My experiences with death came early in life. First with the death of my father and a few years later when my much loved Grandmother Holden passed away . Memories of my dad are vague to say the least since I was only 4 when he died. My grandmother is a different story. I could write a book about her.
I remember getting a whipping from my dad for wetting the bed. Don't be outraged on my behalf because this happened back in the days when it was not only acceptable to whip your children but expected. I am certain that at that time my dad did not realize that I could not help waking up in a wet bed. If you have never been a bed wetter then you have no idea how unsettling it is to wake up in a cold wet bed. YUCK! I would have alerted my dad to that fact had he been in the mood to listen to a 4 year old bed wetter in the middle of the night. Please don't feel sorry for me because I was the recipient of an undeserved spanking. I had years of misbehaving without receiving any punishment ahead of me. My dad had only a short time left. I like to think this was fates way of giving my dad a one up on me for all the whippings I would later deserve that he wouldn't be around to administer.
As I said earlier I could write a book about my Grandmother Holden. I recall wonderful gatherings at Grandmother and Grandaddy Holden's home with cousins, aunts and uncles. At one of these gatherings I remember grandmother proudly placing a very unappealing casserole on the table which consisted of some kind of canned tuna concoction with canned biscuits floating on top. I will never forget the look on Granddaddy's face when he asked her "What the devil is that thing?". That casserole is the only bad thing that I remember coming out of my Grandmother Holden's kitchen. To this day I cannot understand why anyone would want to eat hot tuna covered in biscuits but I would gladly consume a large helping on a daily basis if it was prepared by her.
I was married shortly before my 17th birthday and became a mother soon after. Death came calling again and this time it was my young husband, Ricky who answered. Ricky was 21 when he was killed in a car accident and our daughter was a year old. There are no words to describe the devastation I felt in those days following his death. My childish notions of happily ever after were gone. I could not imagine that I would ever be happy again. I behaved so foolishly in the months after he died and it was around that time that I developed feelings of entitlement that stayed with me for years. I felt like the world owed me something for all that had been taken from me and I was ready to collect. How utterly absurd that sounds now. Had I not been quite so focused on myself I might have realized that a lot of people had it much worse than I did.

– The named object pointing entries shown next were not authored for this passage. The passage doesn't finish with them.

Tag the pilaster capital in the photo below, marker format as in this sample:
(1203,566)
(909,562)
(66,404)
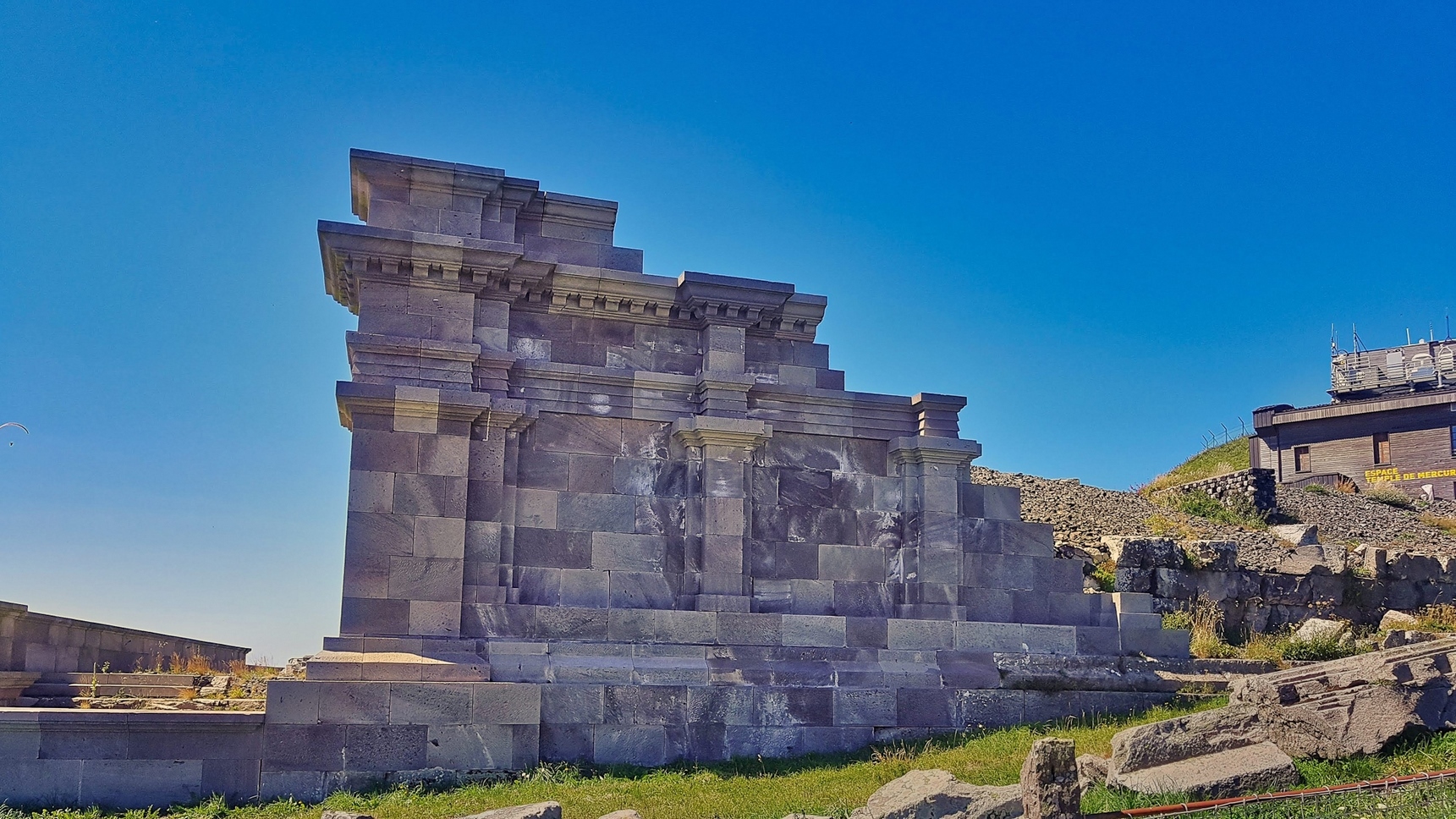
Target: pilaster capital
(711,430)
(926,451)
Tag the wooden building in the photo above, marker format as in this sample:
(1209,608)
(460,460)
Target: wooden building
(1393,420)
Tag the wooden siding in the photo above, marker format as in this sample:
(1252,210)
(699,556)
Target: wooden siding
(1420,448)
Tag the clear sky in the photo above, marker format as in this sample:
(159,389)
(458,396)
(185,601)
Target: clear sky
(1110,225)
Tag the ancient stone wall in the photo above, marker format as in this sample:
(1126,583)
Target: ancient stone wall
(1312,580)
(40,643)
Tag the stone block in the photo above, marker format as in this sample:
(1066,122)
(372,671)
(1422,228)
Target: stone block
(583,704)
(920,635)
(303,748)
(234,780)
(371,492)
(567,742)
(814,629)
(629,745)
(865,707)
(854,563)
(628,552)
(470,748)
(761,629)
(428,494)
(590,474)
(1050,639)
(506,703)
(428,703)
(536,508)
(345,703)
(140,783)
(293,701)
(438,536)
(757,740)
(593,512)
(385,748)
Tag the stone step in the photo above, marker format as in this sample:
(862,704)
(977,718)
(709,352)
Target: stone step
(88,690)
(85,678)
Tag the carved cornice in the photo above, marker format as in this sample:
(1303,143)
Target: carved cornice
(354,252)
(702,430)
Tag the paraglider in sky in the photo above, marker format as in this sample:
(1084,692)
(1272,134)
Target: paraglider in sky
(15,425)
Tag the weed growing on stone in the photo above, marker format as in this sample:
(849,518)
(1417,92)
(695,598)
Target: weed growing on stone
(1443,522)
(1389,496)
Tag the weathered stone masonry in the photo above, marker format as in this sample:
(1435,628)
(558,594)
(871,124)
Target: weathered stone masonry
(606,516)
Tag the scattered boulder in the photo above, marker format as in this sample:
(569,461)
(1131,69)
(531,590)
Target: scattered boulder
(1212,754)
(1050,787)
(535,811)
(1296,534)
(1393,619)
(1397,639)
(938,794)
(1316,629)
(1356,704)
(1091,770)
(1312,560)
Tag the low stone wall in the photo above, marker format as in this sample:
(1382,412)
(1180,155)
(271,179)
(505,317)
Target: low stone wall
(40,643)
(1312,580)
(1254,486)
(62,756)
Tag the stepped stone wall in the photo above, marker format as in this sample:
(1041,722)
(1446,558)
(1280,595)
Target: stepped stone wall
(622,518)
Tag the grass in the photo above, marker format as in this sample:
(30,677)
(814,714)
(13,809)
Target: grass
(1389,496)
(743,789)
(1207,464)
(1207,640)
(833,786)
(1429,752)
(1443,522)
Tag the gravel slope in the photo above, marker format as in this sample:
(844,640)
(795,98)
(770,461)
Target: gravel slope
(1082,514)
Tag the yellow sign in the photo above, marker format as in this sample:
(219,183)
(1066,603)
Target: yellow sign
(1393,474)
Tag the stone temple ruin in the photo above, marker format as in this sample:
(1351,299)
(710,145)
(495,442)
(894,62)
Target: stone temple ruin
(597,514)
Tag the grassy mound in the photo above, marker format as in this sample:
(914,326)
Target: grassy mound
(1207,464)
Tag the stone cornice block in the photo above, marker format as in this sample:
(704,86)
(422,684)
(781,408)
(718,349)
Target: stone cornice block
(420,401)
(704,430)
(934,451)
(730,300)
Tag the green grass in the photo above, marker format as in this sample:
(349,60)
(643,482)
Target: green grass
(833,786)
(744,789)
(1207,464)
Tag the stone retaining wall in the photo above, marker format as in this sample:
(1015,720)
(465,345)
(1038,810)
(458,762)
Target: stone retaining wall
(124,760)
(1312,580)
(32,641)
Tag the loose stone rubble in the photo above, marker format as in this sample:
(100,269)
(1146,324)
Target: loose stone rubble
(1050,786)
(1211,754)
(938,794)
(1325,710)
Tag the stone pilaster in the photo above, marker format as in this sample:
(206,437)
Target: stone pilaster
(724,451)
(932,471)
(415,470)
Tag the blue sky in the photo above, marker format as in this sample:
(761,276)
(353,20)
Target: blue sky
(1110,225)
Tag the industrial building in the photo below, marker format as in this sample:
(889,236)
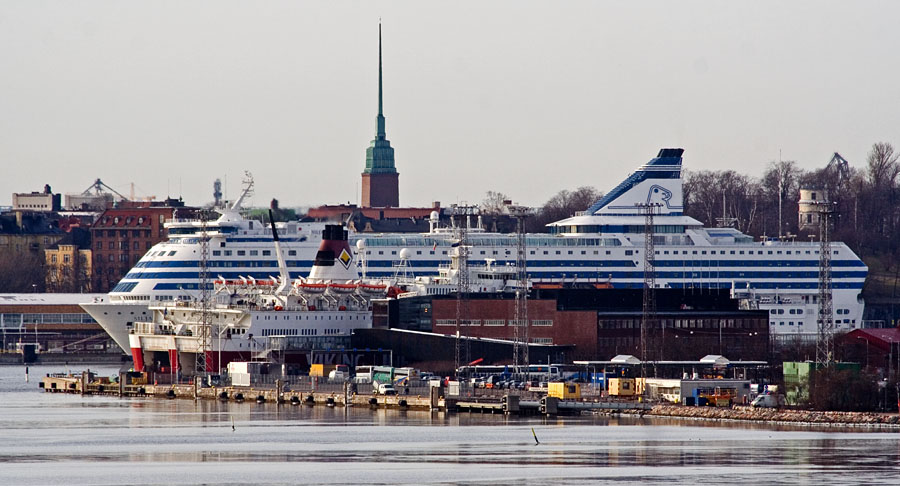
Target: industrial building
(597,323)
(54,321)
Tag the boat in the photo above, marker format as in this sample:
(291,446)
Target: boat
(604,243)
(251,320)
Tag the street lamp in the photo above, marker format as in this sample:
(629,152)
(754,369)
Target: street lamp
(867,350)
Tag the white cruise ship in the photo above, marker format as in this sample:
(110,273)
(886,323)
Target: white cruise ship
(606,242)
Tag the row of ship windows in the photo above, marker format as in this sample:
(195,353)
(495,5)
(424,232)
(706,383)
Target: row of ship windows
(800,311)
(341,317)
(749,252)
(16,319)
(492,242)
(223,252)
(491,322)
(800,323)
(296,332)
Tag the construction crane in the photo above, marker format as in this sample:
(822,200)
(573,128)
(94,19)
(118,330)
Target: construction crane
(841,166)
(98,187)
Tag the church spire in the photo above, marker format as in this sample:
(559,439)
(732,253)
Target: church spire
(381,132)
(380,186)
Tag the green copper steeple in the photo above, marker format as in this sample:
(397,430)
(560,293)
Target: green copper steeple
(380,154)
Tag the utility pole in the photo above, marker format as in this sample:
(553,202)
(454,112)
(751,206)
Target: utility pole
(462,288)
(825,336)
(203,364)
(520,341)
(648,317)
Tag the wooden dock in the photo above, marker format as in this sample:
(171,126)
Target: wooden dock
(85,384)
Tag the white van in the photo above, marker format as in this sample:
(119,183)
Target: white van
(769,400)
(384,389)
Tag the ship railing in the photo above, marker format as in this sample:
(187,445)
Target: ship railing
(874,324)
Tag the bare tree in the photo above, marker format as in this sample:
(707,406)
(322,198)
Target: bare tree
(493,202)
(563,205)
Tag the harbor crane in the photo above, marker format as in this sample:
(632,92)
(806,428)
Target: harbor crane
(98,187)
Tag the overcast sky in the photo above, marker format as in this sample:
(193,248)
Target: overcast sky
(525,98)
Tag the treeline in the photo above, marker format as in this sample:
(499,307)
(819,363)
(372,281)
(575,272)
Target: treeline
(866,206)
(866,211)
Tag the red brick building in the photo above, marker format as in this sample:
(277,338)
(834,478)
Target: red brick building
(601,323)
(123,234)
(495,318)
(55,321)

There have been many other family members that have joined Daddy, Grandmother Holden, and Ricky. Each one of them left a part of them self here for the rest of us to enjoy and cherish. Whether it be a funny memory, a heart warming story or something as trivial as a special recipe I know they are with us and that is a comfort to me.

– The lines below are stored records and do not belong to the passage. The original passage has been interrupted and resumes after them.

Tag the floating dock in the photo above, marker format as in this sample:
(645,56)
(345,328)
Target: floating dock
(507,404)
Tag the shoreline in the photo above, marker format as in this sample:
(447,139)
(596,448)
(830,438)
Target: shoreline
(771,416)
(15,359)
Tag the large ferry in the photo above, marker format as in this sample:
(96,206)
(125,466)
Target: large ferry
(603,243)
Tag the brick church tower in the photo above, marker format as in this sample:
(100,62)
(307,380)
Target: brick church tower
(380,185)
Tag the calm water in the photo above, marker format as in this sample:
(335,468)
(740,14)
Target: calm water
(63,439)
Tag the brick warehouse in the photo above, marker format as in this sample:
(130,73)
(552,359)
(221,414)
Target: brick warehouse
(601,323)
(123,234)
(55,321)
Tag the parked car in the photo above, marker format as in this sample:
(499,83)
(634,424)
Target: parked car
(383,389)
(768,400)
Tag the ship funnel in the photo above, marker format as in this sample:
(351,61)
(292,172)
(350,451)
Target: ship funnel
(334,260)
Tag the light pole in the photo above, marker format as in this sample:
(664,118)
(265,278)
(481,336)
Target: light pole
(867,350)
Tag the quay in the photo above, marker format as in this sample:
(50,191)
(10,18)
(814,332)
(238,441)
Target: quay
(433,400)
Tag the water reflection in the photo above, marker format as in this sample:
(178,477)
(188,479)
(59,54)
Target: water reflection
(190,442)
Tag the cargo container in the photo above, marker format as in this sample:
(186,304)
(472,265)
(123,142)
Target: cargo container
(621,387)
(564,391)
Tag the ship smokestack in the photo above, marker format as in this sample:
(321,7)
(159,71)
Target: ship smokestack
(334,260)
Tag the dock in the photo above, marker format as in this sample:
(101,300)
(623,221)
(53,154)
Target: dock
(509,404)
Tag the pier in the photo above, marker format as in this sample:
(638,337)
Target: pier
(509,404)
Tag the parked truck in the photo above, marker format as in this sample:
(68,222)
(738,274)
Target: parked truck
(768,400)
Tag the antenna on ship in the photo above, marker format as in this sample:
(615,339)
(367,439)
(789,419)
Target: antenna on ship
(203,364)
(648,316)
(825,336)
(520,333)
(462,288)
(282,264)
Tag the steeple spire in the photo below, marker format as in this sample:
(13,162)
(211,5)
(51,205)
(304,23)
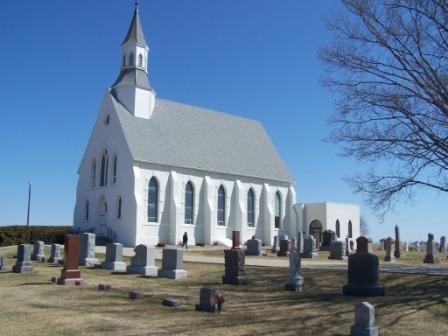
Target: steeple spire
(132,88)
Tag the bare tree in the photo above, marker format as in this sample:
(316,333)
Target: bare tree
(388,65)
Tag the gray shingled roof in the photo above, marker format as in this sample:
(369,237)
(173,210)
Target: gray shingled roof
(133,76)
(135,32)
(187,136)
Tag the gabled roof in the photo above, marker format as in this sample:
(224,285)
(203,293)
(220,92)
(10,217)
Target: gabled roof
(133,77)
(135,32)
(192,137)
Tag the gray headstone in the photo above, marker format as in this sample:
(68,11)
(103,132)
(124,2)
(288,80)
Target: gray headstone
(295,280)
(143,262)
(3,266)
(87,250)
(55,257)
(172,264)
(114,258)
(23,263)
(364,321)
(309,248)
(275,247)
(337,250)
(390,248)
(38,252)
(253,247)
(207,300)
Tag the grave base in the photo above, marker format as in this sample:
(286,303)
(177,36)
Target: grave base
(310,255)
(360,331)
(173,274)
(74,282)
(22,269)
(206,308)
(116,266)
(89,262)
(232,280)
(150,271)
(362,290)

Last week my daughter had her first experience with the death of someone that she has loved her entire life. Her Granny Burks (Ricky's mother) passed away. I hurt for her but I recognize that she has to come to terms with losing Granny on her own and I have no doubt that she will. Time will pass and that overwhelming sadness will be replaced with fond memories like a bad tuna casserole.
Meanwhile, Granny Burks if you're reading this from Heaven......thanks for all the good times. You were one heck of a woman!!!